---
id: "action-enrich-training-data"
type: "action-item"
source_timestamps: ["§ Seven Imperatives for Creating Diverse Agentic Teams"]
tags: ["data-engineering", "model-training"]
related: ["entity-big-five-framework", "entity-world-values-survey", "concept-weird-bias-in-ai", "framework-seven-imperatives"]
action: "Train models using psychometric frameworks and global cultural surveys."
outcome: "Produces agents that accurately reflect human personality nuances and diverse global values."
speakers: ["Mark Purdy"]
sources: ["agentic"]
sourceVaultSlug: "hbr-seg-agentic"
originDay: 6
articleStem: "hbr-new-28-agent-teams-different-models"
sourceUrl: "https://hbr.org/2026/06/the-strongest-teams-of-ai-agents-will-be-built-using-different-models"
sourceTitle: "The Strongest Teams of AI Agents Will Be Built Using Different Models"
---
# Enrich Agentic Training Data

**Imperative 2 of the [[framework-seven-imperatives]].**

**Action:** Move beyond standard internet scraping by actively training models on:
- Multi-dimensional **psychometric datasets** — the [[entity-big-five-framework|Big Five Framework]] (agreeableness, neuroticism, extraversion, openness, conscientiousness), and
- Global **cultural datasets** — the [[entity-world-values-survey|World Values Survey]].

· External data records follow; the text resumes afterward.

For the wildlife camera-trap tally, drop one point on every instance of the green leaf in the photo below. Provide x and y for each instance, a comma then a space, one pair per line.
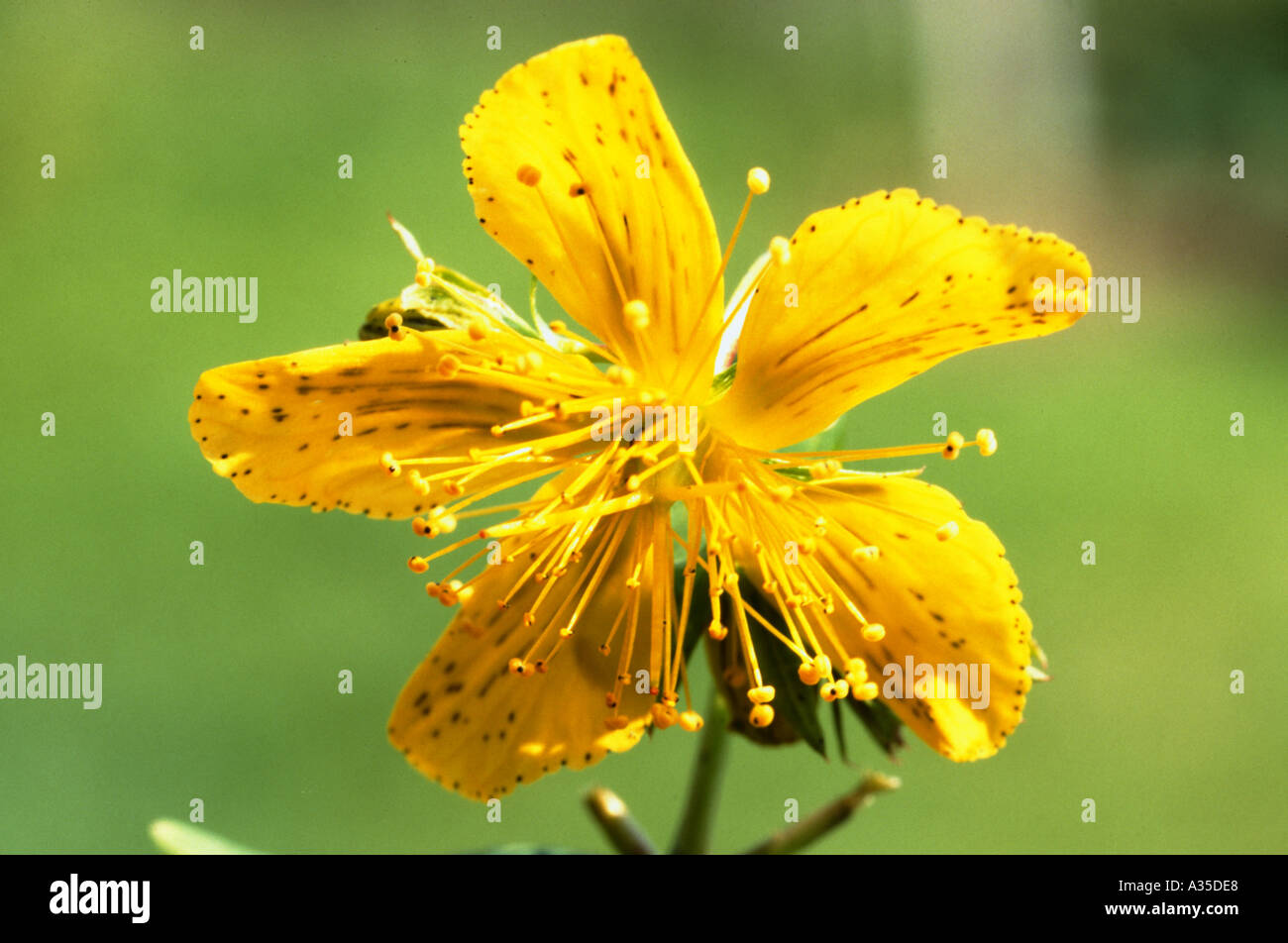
179, 838
795, 703
881, 724
450, 300
374, 327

**Why it works:** This helps agents develop nuanced, **non-binary** personality traits (the failure mode of persona prompting — see [[concept-cosmetic-ai-diversity]]) and mitigates the [[concept-weird-bias-in-ai|WEIRD bias]] inherent in major LLMs.

**Outcome:** Agents that more accurately reflect human personality nuances and diverse global values.

**Enrichment validation:** Conceptually sound (both datasets are canonical), and aligned with Atari-et-al.-style calls to add non-WEIRD data. Caveats: this is **not yet standard practice** in foundation-model training, and directly encoding psychometrics/values raises complex ethics and privacy questions.